でも、ポーランドでは女の子は大学に進学することが許されていませんでした。
彼女は海外へ羽ばたくことを夢見ます。
パリへ行くことを決心した彼女は、勉強する傍ら2件の家庭教師を住み込みで始めます。
それと同時に、学校に行けない子どもたちに勉強を教えるようになります。
それは、当時のポーランドの法を犯す行為でした。
化学の勉強に夢中になったマリーでしたが、実験ができないことが不満でした。
たまたま従兄弟の1人に「工業・農業博物館」の館長がいました。
そこには小さな化学研究室があって、いつも彼女はここにきては実験の勉強を始めます。
やがて、憧れの地・パリへ。
そこで待っていたのは貧しい暮らしでした。
部屋代を払うと食べ物と寒さをしのぐ燃料代しかありません。
けれど、彼女は幸せでした。
明かりと暖房のある図書館で彼女は勉強をします。
部屋に戻ると油ランプの明かりで本を読み、疲れて読めなくなると倒れるように眠る生活でした。
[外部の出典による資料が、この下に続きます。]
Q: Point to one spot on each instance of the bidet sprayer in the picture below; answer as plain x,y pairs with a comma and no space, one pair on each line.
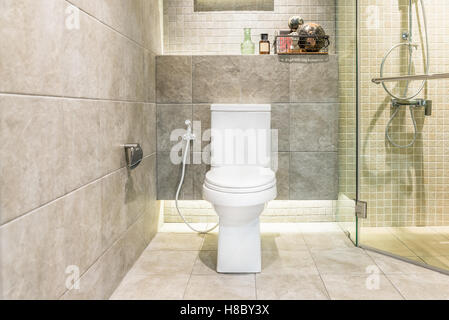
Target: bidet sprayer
189,135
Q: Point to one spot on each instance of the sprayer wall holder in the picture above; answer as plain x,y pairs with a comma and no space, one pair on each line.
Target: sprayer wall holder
134,155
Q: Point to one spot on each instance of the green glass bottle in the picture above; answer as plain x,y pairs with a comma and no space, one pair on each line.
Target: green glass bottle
247,46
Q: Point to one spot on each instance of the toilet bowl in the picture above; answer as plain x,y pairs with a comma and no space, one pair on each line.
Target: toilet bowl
239,193
239,196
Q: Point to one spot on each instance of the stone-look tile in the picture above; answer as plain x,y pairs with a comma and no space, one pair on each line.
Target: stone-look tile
390,265
216,79
169,176
360,287
37,248
83,141
210,241
103,277
343,261
288,262
25,244
264,79
149,137
282,162
327,241
314,127
117,14
150,77
176,241
113,134
290,287
313,176
151,287
280,121
201,126
114,207
165,262
419,287
171,126
314,79
206,263
221,287
273,241
30,51
31,157
174,79
119,75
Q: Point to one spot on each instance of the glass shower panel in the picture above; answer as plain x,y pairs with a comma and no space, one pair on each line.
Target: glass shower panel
346,49
404,133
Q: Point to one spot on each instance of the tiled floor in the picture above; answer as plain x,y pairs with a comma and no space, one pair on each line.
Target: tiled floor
300,261
428,245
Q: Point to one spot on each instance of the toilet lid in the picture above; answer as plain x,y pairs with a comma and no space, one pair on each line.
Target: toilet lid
237,177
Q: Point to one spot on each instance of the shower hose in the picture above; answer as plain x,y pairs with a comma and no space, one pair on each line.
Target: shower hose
188,138
427,64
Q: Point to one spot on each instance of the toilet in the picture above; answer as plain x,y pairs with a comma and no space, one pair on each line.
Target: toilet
240,182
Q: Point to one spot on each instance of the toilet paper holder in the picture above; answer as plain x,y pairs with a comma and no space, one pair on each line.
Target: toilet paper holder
134,155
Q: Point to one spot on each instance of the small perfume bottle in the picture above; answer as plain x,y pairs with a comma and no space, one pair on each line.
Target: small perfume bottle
264,44
247,46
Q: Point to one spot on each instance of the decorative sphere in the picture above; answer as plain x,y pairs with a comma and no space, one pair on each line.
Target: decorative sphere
312,37
295,22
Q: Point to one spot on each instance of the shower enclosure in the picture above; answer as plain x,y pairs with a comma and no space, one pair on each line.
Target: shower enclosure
394,135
彼女は、何もかも吸い取るように、どんどん学びを深めていったのです。
頭角を現し始めたマリーは、同じ大学の研究室長だったピエール・キュリーに出会います。
2人は一緒に科学の研究を始め、やがて結婚します。
キュリー夫人の誕生です。
当時、日本では学問研究の道を志す女性は少なく、またそのほとんどは独身でした。
結婚して子供のある女性が研究者として仕事をするということは、考えも及ばぬことだったのです。
その畏敬から、彼女は「マリー・キュリー」ではなく「キュリー夫人」として親しまれていきます。
4年間の歳月をかけ、2人はラジウムという新しい元素を発見します。
ラジウムの放射能は、ウランの百万倍以上もありました。
ラジウムが発する放射線は、増え続けるガン細胞を壊すことがわかりました。
この新たな治療法は、キュリー療法として知られるようになりました。
現在の放射線療法です。
夫婦はこれらの研究でノーベル物理学賞を受けます。
その後、ピエールは事故で他界。
天才物理学者でもあったピエールは、キュリー夫人の良き師でもありました。
キュリー夫人は、夫のあとを継いで女性科学者として教授を務めます。
それは当時としては、ありえないことでした。
やがて、今度はノーベル化学賞を受賞。
ノーベル賞を1人で2つ受賞したのは、キュリー夫人が初めてでした。
そして世界は、第1次世界大戦へ突入します。
X線装置の小型化に成功した彼女は、X線装置付き救急車を作り、戦争の最前線で銃弾を浴びた兵士の治療に尽力します。
解剖学を学び、自らも運転を覚え、前線と病院を行ったり来たりしながら、自分の役割を果たしていきます。
しかし、長年の放射性物質に触れてきた彼女を、原因不明の病魔が蝕んでいきました。
当時、放射能が人体に悪影響を及ぼすことを誰も知らなかったのです。
1934年、キュリー夫人の科学に捧げた人生は幕を閉じました。
彼女の功績により、核物理学は発展していきます。
しかし、何と皮肉なことでしょう。
平和のため、人類のために尽力したキュリー夫人。
現在の核エネルギーを取り巻く状況を、空の上からどんな思いで眺めているのでしょうか。
【参考文献】
ビバリー・バーチ 著
『キュリー夫人』
(偕成社)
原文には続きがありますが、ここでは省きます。